Why You Need to Wash Your Hands Around Animals
There’s a whole other world of life, called the microbiome, made up of teeny tiny microorganisms that exist on and in every living thing. The human microbiome includes trillions of these little life forms that are essential to our well being, often serving as a shield against germs or helping to convert food into energy.
Animals have their own unique collections of microscopic critters. Every time you touch a cow or a pig at the local fair, or even pet your dog or cat, you’re inviting their microorganisms to hitch a ride (and your body may not react the same way).
If you don’t wash your hands (thoroughly) before eating or wiping your nose, for example, you could make yourself quite sick. But don’t worry, you can still hug Fido and pet that adorable baby goat, you just need to practice good hand hygiene.
Helpful Handwashing Tips
According to the Centers for Disease Control and Prevention’s handwashing recommendations, keeping your hands clean is one of the most important steps you can take to avoid getting sick and spreading germs to others.
- Wet your hands with clean, running water (warm or cold), turn off the tap, and apply soap.
- Lather your hands by rubbing them together with the soap.
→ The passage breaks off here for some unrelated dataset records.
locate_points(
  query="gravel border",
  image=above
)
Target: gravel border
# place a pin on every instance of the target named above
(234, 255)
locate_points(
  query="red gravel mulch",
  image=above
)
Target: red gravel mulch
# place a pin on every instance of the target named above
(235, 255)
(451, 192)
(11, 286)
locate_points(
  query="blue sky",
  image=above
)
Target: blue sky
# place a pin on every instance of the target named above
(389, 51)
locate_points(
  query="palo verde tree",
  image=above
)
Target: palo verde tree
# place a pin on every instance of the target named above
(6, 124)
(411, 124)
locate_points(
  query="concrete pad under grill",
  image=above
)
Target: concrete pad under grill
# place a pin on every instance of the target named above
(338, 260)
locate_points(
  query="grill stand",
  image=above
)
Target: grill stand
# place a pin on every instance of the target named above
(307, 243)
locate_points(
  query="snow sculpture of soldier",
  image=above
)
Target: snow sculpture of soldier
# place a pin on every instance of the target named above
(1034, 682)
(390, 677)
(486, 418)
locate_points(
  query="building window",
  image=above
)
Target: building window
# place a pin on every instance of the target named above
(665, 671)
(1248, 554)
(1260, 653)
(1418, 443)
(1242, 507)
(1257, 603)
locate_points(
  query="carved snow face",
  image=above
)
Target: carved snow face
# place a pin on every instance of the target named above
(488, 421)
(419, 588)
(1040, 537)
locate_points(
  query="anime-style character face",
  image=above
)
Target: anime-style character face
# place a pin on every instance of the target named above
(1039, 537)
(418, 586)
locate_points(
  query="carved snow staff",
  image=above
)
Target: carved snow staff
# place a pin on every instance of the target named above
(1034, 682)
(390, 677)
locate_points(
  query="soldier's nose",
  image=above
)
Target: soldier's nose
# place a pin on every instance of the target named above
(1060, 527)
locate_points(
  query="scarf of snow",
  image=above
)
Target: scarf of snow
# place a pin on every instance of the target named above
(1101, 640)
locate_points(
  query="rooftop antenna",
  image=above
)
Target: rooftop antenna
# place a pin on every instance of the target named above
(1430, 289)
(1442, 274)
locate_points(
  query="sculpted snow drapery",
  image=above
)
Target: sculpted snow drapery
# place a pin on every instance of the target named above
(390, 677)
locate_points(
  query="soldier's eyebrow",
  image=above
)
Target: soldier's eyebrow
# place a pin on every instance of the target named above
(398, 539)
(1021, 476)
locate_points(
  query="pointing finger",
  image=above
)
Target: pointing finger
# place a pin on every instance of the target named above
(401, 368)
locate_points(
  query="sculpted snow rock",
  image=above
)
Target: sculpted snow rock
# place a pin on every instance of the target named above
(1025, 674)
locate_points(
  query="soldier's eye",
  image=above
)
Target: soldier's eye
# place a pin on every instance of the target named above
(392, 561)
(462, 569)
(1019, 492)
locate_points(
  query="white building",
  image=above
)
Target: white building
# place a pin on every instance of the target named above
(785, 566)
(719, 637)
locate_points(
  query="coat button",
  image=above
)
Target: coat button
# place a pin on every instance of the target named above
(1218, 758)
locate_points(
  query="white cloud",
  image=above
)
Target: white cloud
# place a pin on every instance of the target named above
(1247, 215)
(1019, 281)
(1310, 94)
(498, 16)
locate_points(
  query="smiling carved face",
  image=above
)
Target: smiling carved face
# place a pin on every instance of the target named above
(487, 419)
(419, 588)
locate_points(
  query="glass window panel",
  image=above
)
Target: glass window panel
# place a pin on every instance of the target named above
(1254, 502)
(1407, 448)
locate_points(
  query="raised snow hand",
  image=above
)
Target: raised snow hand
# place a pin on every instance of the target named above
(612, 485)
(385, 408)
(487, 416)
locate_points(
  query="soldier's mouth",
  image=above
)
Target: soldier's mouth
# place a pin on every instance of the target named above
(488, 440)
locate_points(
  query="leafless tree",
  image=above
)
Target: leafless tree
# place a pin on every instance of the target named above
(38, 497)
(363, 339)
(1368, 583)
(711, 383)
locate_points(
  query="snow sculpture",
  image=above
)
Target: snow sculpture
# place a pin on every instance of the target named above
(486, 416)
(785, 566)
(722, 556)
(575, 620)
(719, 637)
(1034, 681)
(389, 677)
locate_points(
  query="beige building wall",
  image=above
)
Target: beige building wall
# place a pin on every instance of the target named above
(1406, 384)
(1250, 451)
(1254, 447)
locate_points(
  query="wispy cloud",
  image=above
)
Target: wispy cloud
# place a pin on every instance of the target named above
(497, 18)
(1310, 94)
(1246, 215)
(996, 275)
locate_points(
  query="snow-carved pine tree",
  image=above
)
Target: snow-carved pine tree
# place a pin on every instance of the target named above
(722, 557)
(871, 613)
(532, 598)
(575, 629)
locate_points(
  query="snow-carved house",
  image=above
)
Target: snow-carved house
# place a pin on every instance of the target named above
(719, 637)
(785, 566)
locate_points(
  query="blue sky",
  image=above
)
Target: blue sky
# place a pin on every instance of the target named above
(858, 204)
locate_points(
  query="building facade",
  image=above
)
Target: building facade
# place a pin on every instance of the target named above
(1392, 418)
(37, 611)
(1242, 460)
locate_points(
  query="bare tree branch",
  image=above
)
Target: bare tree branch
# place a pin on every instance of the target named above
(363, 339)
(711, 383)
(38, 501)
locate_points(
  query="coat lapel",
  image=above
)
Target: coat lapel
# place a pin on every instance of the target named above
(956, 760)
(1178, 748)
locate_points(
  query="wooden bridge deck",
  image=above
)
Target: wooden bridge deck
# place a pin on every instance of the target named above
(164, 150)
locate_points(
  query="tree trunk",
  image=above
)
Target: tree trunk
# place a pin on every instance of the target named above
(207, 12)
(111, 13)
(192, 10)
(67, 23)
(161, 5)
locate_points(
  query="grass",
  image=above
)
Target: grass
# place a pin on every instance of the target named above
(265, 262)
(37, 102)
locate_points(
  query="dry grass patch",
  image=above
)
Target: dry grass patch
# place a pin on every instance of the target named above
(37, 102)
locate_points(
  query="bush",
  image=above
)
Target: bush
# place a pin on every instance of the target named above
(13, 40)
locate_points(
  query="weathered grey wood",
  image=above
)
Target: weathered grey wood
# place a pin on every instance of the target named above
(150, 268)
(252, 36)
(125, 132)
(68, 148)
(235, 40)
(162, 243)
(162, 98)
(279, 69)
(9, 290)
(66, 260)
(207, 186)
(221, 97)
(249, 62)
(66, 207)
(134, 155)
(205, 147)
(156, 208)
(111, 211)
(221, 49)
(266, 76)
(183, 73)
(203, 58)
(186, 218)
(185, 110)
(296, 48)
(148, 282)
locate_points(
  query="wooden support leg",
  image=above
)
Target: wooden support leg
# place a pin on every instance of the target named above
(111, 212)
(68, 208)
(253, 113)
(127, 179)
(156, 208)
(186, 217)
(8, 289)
Be sure to lather the backs of your hands, between your fingers, and under your nails.
- Scrub your hands for at least 20 seconds. Need a timer? Hum the “Happy Birthday” song from beginning to end twice.
- Rinse your hands well under clean, running water.
- Dry your hands using a clean towel or air dry them.
- No running water or soap around? It’s OK to use an alcohol-based hand sanitizer that contains at least 60% alcohol.